Victoria Martino was a full merit scholarship student, pursuing a doctorate in violin performance (DMA) at the prestigious University of Southern California Thornton School of Music with Eudice Shapiro, when she                       received an invitation from legendary Viennese violinist Eduard Melkus to join both his chamber group,                         Ensemble Eduard Melkus, and Capella Academica Wien, the groundbreaking early music ensemble. A ten-                     year professional sojourn in Vienna established her as one of the leading proponents of the “Wiener                                 Klangstil,” a centuries-old, uniquely Viennese approach to sound production and stylistic performance                         practice of the great Austrian and European classical repertoire. During this period, Ms. Martino regularly                   performed chamber music with the soloists of the Vienna Philharmonic and faculty of the prestigious                               Hochschule für Musik und Darstellende Kunst, thus becoming firmly ensconced in the city’s most                                   illustrious musical and cultural traditions. While living in Vienna, Ms. Martino also founded her own                             ensemble, The Albertina Soloists, with which she toured internationally, concertizing throughout Europe,                       North America, Australia, and Japan.
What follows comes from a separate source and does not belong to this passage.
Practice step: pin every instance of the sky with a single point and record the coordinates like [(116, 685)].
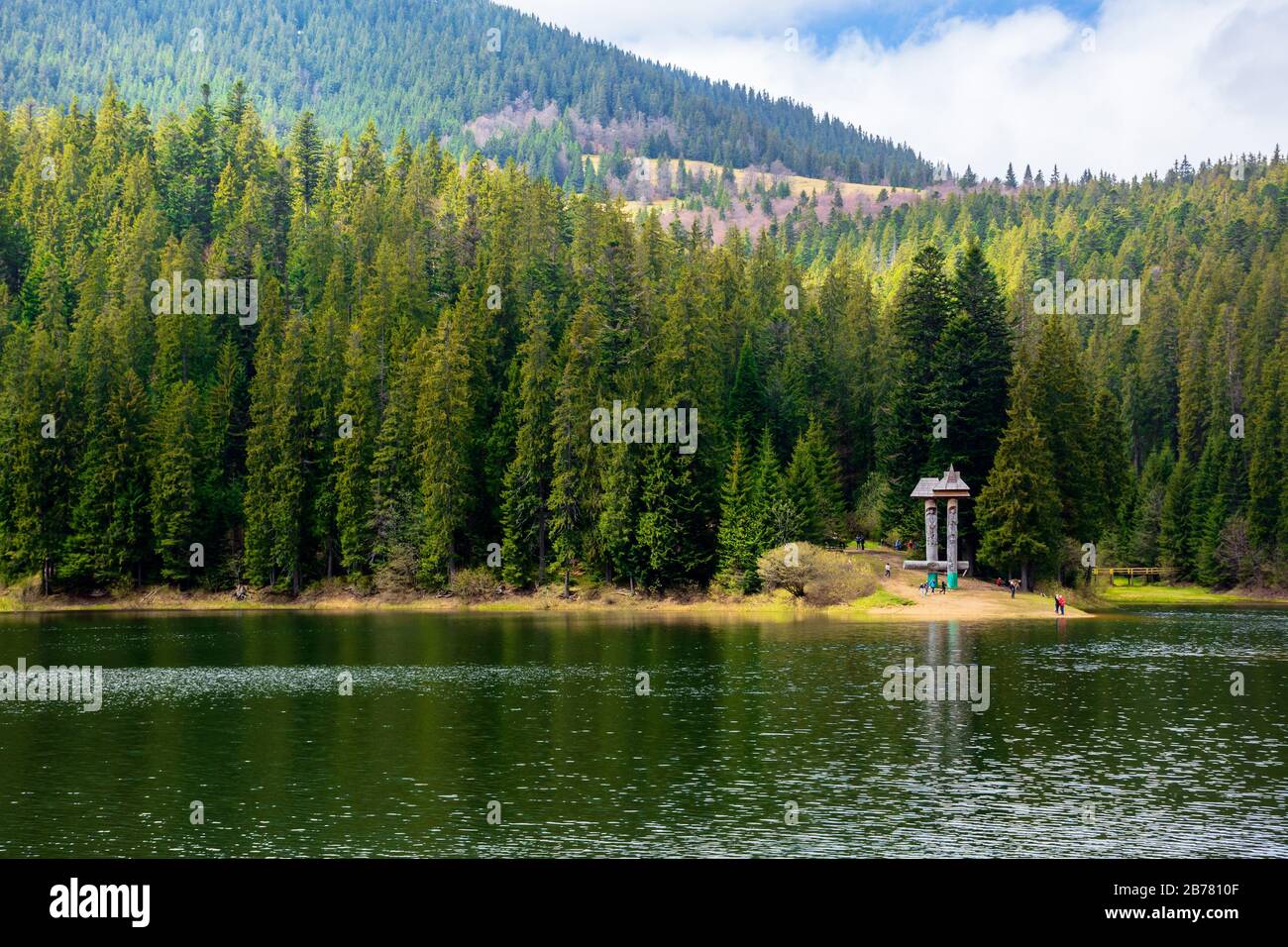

Celebrated as a specialist both in early music (“period performance”) and contemporary performance practice, Victoria Martino has an extensive repertoire, spanning six centuries. She is passionately committed to the revival of works by major composers that are rarely performed, and she is renowned for her monographic anniversary concerts and “marathons” of the complete works for violin (unaccompanied and accompanied) by Bach, Beethoven, Bernstein, Brahms, Corelli, Dvorak, Gade, Grieg, Handel, Hindemith, Ives, Lutoslawski, Mendelssohn, Mozart, Nielsen, Pärt, Schubert, Schumann, Sibelius, Strauss, Tartini, Tchaikovsky, and Telemann. Martino’s “Mozart Marathon,” a nine-hour performance of all 32 violin sonatas with her partner,  James Lent, has been presented regularly to public and critical acclaim, since the composer’s 250th birthday in 2006.

A magna cum laude graduate of Harvard University (A.B.) and the University of California (M.A.), Ms. Martino is a specialist in interdisciplinary studies, with advanced academic degrees in art history, literature, and music. In addition to performing solo and chamber music recitals worldwide, she has initiated and presented lecture-concerts exploring the interrelationship between art and music at many notable cultural institutions, including the Guggenheim Museums (New York, Bilbao and Berlin), National Art Gallery of Victoria (Melbourne), Art Gallery of New South Wales (Sydney), National Art Gallery of Ontario (Toronto), National Art Gallery of Slovenia (Ljubljana),  Museum of Western Art (Tokyo), Graphische Sammlung Albertina and Akademie der bildenden Künste (Vienna), Ferdinandeum Tiroler Landesmuseum (Innsbruck), Egon Schiele Centrum (Çesky Krumlov), Museum Moderner Kunst (Passau), Muzeul National Brukenthal (Sibiu),  Palazzo Te (Mantova),  J. Paul Getty Museum (Malibu), MOCA Los Angeles, and Timken Museum of Art (San Diego), to name only a few. Since 2002, Ms. Martino has regularly presented  solo recitals, lecture-concert series, and lecture series at the historical Athenaeum Music & Arts Library in La Jolla, California, and the Osher Institute at the University of California, San Diego. 

An internationally respected art historian and academic writer, Ms. Martino has curated numerous museum exhibitions in Europe and the United States, and published over 60 catalogue essays and scholarly articles in more than six languages on artists and composers, including Wassily Kandinsky, Arnold Schoenberg, Jackson Pollock, Richard Pousette-Dart, Sean Scully, Mimmo Paladino, John Baldessari, Josef Capek, Zoran Music, and many others. She has also participated in international symposia and lectured widely. Ms. Martino has been a guest professor at universities in Australia and the United States, teaching music, art history, and innovative interdisciplinary humanities courses. As a professional art, music, dance, and theater critic, she has published exhibition and performance reviews in THE Magazine, New York Arts, The Berkshire Review for the Arts, The Huffington Post, and many European journals.


Victoria Martino plays an original, unmodified Baroque violin by Michael Andreas Bartl (Vienna, 1760), and a modernized violin by Jakob Stainer (Absam, 1670).